The fear of a block of acting Justice Department resignations (these people were meant to be Trump loyalists as acting officials) may have deterred Trump from firing officials at the last minute. Keep in mind that Trump’s pressure on Rosen and Donoghue occurred one day after former Attorney General William Barr’s final resignation. Barr left the government in the final month, not long after telling a reporter the truth: there was no proof of massive voting fraud that could have swung the election’s outcome. In a White House meeting chronicled by Jonathan Karl in a forthcoming book, Trump erupted over Barr’s apparent betrayal. Trump spoke on the phone with authorities in Georgia on Barr’s last day, pressing them to “find” votes. They were not going to do it. Now that House investigators are interviewing former Trump officials, these details will be revealed in a more complete story. That formal record will add to the information we already knew, such as the hours-long “Apprentice”-style battle in which Rosen and Clark each presented Trump with arguments about how to proceed in his final days. That happened on January 3rd. Three days later, Trump supporters stormed the Capitol in an attempt to halt the count.Trump’s attempts to sabotage the election were not confined to the Justice Department. We know earlier this year from another book that the Chairman of the Joint Chiefs of Staff, Gen. Mark Milley, was actively engaged in fighting any attempt by Trump to gain power through the government. It’s encouraging to hear that even authorities who were earlier thought to be Trump supporters will not assist him in overturning the election. But it’s important to keep everything in perspective, especially given the possibility that Trump will run for President again. It’s also worth evaluating whether he broke the law by putting pressure on the US democratic process to undermine it. “Forget about committing a crime. I see a number of criminal offenses here “Elie Honig, a former federal prosecutor and CNN analyst who recently wrote a book critical of Barr’s experience in the Trump administration, agreed.
Here’s more from Honig, who spoke with CNN’s Erin Burnett about it: “I’m going to be specific. Depriving a state of a fair election is a federal felony. The solicitation of fake ballot counting and election certification is a criminal felony. Conspiring against the United States is a federal offense. Could a qualified defense attorney now come in and argue with this or try to find flaws in it? Sure. That’s a struggle I’d gladly take on.” Honig believes there is sufficient evidence for a criminal investigation and that current Attorney General Merrick Garland should begin one, despite the fact that the DOJ has yet to do so: “This is a grave situation, and there must be repercussions. Consider what would happen if there were no repercussions.

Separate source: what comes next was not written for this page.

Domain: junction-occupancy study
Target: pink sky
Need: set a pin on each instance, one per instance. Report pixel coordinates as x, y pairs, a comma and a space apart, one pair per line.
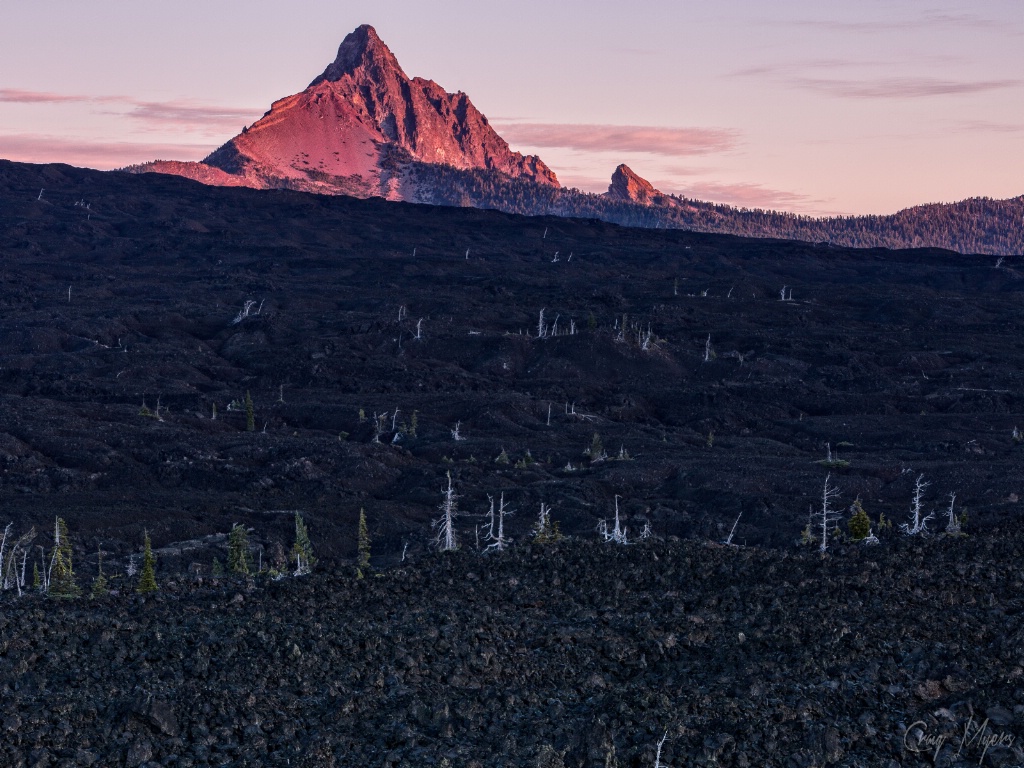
817, 108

What is the message that this sends?” He’s attempting to tamper with our understanding of events, just as he attempted to tamper with the election’s outcome. Trump has already avoided impeachment, despite the fact that these additional revelations were unknown at the time of the vote. He put pressure on Republicans on Capitol Hill to reject a comprehensive unbiased investigation of the insurgency. He’s contended that the Democratic-appointed committee is partisan.